Events

Transitteatret: Elephant Stories

Festspillene i Bergen - Studio Bergen,Nationaltheatret 28.05.2009 20.0031.05.2009 20.00

Published

Über Tiere
Text: Elfride Jelinek
Passacaglia
Text: Tore Vagn Lid
Direction and audio-visual concept: Tore Vagn Lid

A Bergen International Festival co-production with Transiteatret-Bergen, in cooperation with the Norwegian National Theatre World premiere

A relentless confrontation with our ideals.

Is consciousness merely electrical impulses to the brain? Do women become invisible at the age of 50? What is the relationship between biomedicine, the lifestyle industry and freedom of choice?

In Elephant Stories our modern view of ourselves is put to the test. The project is presented as a scenic musical dialogue – an exchange – between two theatrical sources: Elfride Jelinek’s piece Über Tiere and Tore Vagn Lid’s Passacaglia. The term passacaglia refers to a musical and dramaturgical principle in which a repeated basic theme is challenged by a stream of complementary themes. The Elephant Story turns out as a relay of dialogue passing between actors, instrumentalists, choral singers and loudspeakers.

Elfride Jelinek, a Nobel literature laureate, is recognised for her opposition to established contemporary thinking. With her acute analytical viewpoint and her unconventional treatment of language she opens for new insights. Referred to as an ‘antidramatist’, she puts stage directors to the test throughout Europe.
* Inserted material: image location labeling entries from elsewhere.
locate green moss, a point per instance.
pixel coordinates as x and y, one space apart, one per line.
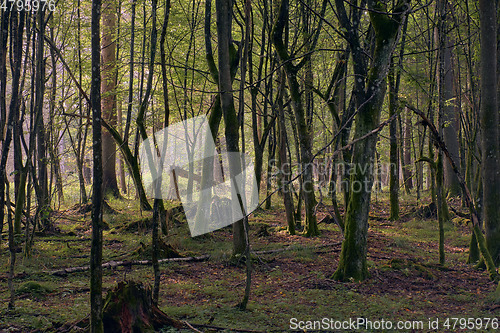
35 289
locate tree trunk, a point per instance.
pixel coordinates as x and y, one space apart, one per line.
108 92
224 15
393 143
352 262
304 131
96 325
283 164
489 128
Tore Vagn Lid was one of four young directors invited to the 2008 Salzburg festival. His ticket was his critically acclaimed version of Brecht’s Die Massnahme (The Measures Taken), one of the new productions at the 2007 Bergen International Festival. In 2008 MANN=MANN, directed by Tore Vagn Lid and performed by his own Transiteatret Company in collaboration with Rogaland Theatre, received the Hedda Award for the theatre project of the year. The jury emphasised the director’s skill in combining the classical professionalism of an institutional theatre with the modernity and innovativeness of a free theatrical group.

The performance is supported by Arts Council Norway.